Little is known about the genes that regulate the initial phases of mammary placode development. The transcription factor Lef1, an effector of WNT/β-catenin signaling, is the earliest known marker of mammary placode formation. Its inactivation in vivo leads to embryos with only a single pair of inguinal placodes (van Genderen et al., 1994). The development of mammary buds, in both female and male mouse embryos, is dependent upon signaling by parathyroid hormone related-protein (PTHrP) through its receptor (PTHR1), which are expressed in the epithelium and condensed mammary mesenchyme respectively. In the absence of PTHrP, or its receptor, mammary buds fail to elongate and branch into the primitive fat pad of female embryos, or undergo the expected androgen-mediated apoptosis in males (Wysolmerski et al., 1998; Dunbar et al., 1999).

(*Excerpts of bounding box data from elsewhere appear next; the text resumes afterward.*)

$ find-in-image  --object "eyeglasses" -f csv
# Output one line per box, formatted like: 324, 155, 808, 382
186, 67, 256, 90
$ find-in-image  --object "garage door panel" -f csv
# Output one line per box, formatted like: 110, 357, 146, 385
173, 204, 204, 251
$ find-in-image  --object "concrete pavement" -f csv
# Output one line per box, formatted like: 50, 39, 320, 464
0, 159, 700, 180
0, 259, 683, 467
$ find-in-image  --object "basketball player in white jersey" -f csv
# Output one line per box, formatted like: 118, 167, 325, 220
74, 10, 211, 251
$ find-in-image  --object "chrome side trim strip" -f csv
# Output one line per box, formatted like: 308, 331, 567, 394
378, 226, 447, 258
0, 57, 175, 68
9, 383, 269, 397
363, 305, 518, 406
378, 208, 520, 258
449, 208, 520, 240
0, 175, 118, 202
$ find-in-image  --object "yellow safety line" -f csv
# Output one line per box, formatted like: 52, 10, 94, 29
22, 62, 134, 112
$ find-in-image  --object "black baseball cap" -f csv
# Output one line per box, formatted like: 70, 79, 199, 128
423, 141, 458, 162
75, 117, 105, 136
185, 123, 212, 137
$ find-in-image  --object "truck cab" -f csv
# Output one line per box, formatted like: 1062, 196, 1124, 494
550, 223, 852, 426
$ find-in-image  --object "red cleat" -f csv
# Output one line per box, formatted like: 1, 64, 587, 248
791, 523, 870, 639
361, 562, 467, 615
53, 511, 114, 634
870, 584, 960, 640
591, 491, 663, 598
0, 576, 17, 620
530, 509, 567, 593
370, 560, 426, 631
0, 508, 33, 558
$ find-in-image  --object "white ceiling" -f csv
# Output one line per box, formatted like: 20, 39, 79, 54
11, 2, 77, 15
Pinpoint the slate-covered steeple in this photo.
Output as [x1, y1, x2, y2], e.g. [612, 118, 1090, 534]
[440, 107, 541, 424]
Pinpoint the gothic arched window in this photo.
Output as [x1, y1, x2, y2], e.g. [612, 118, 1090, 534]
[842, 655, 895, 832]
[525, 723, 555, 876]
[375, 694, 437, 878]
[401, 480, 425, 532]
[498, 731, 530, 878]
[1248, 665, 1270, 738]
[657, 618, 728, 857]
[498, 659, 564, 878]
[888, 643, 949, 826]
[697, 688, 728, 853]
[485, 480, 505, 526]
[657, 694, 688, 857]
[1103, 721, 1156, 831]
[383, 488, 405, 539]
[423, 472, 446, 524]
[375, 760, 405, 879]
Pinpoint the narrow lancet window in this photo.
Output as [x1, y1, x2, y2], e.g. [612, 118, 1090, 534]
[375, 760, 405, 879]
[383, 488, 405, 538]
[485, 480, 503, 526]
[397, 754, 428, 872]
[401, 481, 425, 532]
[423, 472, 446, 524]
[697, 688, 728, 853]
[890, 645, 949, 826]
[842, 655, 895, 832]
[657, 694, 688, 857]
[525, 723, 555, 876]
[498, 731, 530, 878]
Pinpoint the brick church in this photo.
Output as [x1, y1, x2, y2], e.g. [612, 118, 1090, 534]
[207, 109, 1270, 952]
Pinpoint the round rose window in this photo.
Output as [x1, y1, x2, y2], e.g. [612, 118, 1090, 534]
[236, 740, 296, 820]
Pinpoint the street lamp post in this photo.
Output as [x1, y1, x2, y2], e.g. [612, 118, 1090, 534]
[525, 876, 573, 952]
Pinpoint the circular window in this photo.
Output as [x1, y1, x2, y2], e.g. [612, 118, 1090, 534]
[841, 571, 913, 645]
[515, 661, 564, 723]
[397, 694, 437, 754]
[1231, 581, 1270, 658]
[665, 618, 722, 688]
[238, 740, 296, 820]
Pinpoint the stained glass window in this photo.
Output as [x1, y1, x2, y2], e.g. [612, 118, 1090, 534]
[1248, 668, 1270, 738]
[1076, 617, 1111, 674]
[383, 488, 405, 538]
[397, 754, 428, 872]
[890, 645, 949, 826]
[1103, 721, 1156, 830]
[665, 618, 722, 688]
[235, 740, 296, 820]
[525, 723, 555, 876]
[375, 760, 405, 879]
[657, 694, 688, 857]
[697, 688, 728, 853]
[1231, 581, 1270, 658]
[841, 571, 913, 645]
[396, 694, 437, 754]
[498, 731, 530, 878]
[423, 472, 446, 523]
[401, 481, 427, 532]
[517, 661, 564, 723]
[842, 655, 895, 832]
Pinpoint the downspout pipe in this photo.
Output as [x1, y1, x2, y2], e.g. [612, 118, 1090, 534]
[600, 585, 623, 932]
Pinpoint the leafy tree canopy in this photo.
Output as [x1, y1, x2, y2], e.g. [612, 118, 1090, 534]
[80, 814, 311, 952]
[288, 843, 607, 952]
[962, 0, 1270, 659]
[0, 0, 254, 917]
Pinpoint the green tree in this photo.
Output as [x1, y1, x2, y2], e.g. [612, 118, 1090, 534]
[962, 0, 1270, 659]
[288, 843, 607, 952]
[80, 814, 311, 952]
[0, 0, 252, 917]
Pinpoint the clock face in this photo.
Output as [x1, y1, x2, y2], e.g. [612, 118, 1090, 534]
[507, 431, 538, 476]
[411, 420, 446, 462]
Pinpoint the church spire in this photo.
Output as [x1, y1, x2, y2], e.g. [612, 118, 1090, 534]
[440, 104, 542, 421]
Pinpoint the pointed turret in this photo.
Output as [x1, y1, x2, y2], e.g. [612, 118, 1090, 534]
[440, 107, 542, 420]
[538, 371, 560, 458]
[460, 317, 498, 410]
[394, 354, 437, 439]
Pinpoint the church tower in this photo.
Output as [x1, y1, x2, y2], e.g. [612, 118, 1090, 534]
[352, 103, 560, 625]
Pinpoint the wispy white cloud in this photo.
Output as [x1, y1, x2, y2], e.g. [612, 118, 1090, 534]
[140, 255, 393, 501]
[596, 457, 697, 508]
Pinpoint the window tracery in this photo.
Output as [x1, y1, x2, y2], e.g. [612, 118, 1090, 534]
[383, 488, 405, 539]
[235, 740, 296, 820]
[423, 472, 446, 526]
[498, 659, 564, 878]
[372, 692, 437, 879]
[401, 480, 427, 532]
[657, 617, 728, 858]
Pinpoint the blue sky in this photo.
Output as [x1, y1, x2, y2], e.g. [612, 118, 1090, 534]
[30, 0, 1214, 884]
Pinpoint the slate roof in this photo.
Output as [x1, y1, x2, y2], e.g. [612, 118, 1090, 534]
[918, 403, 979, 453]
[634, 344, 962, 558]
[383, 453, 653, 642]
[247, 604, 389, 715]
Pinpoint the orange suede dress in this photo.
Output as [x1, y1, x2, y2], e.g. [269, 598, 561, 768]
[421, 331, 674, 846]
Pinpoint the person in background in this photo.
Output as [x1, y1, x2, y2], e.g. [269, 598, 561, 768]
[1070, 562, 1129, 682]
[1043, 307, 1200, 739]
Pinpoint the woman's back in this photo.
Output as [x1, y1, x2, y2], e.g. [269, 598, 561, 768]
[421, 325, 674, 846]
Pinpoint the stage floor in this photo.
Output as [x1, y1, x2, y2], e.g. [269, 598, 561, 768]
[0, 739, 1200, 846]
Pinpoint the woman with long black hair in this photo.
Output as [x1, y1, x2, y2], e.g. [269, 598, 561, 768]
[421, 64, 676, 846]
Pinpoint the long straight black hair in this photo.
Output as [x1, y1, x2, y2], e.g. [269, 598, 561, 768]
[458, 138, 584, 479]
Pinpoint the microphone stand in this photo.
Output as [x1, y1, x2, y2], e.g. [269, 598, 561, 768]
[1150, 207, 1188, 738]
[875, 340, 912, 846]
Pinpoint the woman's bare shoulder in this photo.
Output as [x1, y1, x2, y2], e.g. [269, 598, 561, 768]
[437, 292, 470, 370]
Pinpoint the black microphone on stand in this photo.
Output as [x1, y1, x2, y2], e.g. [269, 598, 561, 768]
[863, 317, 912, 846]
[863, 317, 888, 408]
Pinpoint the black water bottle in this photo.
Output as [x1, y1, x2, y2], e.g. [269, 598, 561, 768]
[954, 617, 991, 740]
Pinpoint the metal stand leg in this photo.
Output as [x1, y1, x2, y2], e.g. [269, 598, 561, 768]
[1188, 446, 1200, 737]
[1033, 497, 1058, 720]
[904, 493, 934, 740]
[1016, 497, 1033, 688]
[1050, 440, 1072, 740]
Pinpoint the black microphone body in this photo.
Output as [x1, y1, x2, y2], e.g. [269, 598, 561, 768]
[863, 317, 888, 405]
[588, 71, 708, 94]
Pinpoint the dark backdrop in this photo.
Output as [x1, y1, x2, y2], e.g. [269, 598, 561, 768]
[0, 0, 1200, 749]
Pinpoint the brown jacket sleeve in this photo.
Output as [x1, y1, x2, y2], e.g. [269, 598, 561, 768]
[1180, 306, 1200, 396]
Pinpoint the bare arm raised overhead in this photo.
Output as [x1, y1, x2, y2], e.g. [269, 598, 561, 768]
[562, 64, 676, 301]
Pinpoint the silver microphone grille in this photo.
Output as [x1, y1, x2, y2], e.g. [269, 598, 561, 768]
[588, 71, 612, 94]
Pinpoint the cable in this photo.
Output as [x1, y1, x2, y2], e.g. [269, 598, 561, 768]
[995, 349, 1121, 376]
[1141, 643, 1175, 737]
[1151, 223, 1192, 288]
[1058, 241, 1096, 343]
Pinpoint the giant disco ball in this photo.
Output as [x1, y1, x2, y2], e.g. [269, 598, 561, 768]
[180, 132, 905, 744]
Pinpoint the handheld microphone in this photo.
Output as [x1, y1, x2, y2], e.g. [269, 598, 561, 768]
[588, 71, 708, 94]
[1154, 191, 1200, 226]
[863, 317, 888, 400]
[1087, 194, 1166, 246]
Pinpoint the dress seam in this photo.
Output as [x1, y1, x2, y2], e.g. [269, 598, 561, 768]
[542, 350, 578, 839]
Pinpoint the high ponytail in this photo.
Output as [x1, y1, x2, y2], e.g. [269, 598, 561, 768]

The fibroblast growth factor (FGF) family comprises at least 22 members, many of which have been implicated in multiple aspects of vertebrate development [for review see Ornitz and Itoh (Ornitz and Itoh, 2001)]. In particular, FGF10 has been associated with instructive mesenchymal-epithelial interactions, such as those that occur during branching morphogenesis. For example, in the developing lung, Fgf10 is expressed in the distal mesenchyme at sites where prospective epithelial buds will appear. Moreover, its dynamic pattern of expression and its ability to induce epithelial expansion and budding in organ cultures have led to the hypothesis that FGF10 governs the directional outgrowth of lung buds during branching morphogenesis (Bellusci et al., 1997). Furthermore, FGF10 was shown to be a potent chemoattractant for the distal lung epithelium (Park et al., 1998; Weaver et al., 2000). Consistent with these observations, mice deficient for Fgf10 show multiple organ defects including lung agenesis (Min et al., 1998; Sekine et al., 1999; Ohuchi et al., 2000).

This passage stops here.